Figure 2 illustrates the framework. Hidden signals like customer personas and temporal events are enforced into structured data rows, then rendered as natural language reviews where they surface only implicitly. The agent sees only the right panel and must recover the left.

Figure 2: The latent world recovery framework. The researchers specify the hidden analytical structure and generate both structured data and unstructured reviews from it. The agent sees only the right panel and must recover the left.
Figure 2: The latent world recovery framework. The researchers specify the hidden analytical structure and generate both structured data and unstructured reviews from it. The agent sees only the right panel and must recover the left.

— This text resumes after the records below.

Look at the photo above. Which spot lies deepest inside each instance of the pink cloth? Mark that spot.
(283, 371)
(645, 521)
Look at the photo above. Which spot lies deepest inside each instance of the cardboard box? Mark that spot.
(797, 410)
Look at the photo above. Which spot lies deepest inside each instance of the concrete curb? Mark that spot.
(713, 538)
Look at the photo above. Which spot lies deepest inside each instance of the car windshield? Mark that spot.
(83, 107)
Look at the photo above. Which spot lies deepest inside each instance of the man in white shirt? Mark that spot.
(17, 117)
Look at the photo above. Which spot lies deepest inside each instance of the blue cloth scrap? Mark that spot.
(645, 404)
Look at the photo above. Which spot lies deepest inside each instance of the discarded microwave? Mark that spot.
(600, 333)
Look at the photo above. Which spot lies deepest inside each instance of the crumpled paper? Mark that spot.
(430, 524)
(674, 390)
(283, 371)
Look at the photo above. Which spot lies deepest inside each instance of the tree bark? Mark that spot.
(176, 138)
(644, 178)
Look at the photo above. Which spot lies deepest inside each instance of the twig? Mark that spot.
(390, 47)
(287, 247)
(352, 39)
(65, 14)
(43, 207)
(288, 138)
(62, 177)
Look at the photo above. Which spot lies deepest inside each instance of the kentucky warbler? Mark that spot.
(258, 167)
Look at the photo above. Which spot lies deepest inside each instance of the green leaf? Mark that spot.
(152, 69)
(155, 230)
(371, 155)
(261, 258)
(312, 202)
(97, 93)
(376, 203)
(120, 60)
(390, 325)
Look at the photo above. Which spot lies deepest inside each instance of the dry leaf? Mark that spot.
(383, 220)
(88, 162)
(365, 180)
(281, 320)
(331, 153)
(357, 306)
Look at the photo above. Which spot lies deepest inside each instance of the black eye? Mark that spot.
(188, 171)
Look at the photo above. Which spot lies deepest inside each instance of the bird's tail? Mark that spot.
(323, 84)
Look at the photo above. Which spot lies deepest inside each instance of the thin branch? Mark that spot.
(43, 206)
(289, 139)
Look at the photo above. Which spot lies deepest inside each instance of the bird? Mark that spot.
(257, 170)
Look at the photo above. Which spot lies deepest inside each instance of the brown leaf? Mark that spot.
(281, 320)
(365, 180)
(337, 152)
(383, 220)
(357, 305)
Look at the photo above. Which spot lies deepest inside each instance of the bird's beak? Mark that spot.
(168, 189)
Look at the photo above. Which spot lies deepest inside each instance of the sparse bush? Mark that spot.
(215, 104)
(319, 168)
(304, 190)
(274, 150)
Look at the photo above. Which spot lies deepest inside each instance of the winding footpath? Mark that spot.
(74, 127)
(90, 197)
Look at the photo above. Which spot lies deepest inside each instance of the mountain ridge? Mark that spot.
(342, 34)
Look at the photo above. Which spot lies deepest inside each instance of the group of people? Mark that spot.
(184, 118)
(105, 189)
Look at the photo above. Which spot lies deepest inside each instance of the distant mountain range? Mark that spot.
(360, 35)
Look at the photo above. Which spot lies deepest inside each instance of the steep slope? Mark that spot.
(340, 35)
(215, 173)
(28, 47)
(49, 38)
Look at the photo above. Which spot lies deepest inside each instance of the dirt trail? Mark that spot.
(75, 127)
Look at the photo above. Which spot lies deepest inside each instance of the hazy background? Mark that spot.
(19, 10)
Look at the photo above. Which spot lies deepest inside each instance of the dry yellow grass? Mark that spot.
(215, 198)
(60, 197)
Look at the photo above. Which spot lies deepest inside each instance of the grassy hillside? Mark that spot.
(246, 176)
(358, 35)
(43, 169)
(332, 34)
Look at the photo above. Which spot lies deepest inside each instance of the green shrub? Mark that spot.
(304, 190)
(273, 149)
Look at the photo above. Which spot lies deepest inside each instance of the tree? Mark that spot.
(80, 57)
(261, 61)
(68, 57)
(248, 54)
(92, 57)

The first use case is e-commerce: 18 rubric questions, spanning segmentation, temporal analysis, ranking and synthesis, across a product catalog, 23,000 sales records and 10,000 customer reviews.

This design improves on existing benchmarks in three ways:

  1. Analytical understanding over pipeline completion: Systems are scored on whether they recover the segments, drivers and relationships that explain the data, not on whether they produce a plausible report.
  2. Verifiable ground truth: Every rubric question has a correct answer derived from the known latent structure.
  3. Compounding errors: The approach exposes the "avalanche effect," where mistakes in discovery or segmentation propagate into the final synthesis.

Key results:

  • On a first e-commerce use case, the strongest configuration of a leading coding agent recovered only 26% of the rubric, with failures concentrated in generic customer segmentations and merged temporal events.
  • Those failures illustrate the avalanche effect: Wrong segmentations invalidate every downstream analysis, producing reports that look complete but are analytically wrong.
  • A pipeline-completion benchmark would record these same runs as successful, while the latent-world rubric exposes the analytical content as largely wrong.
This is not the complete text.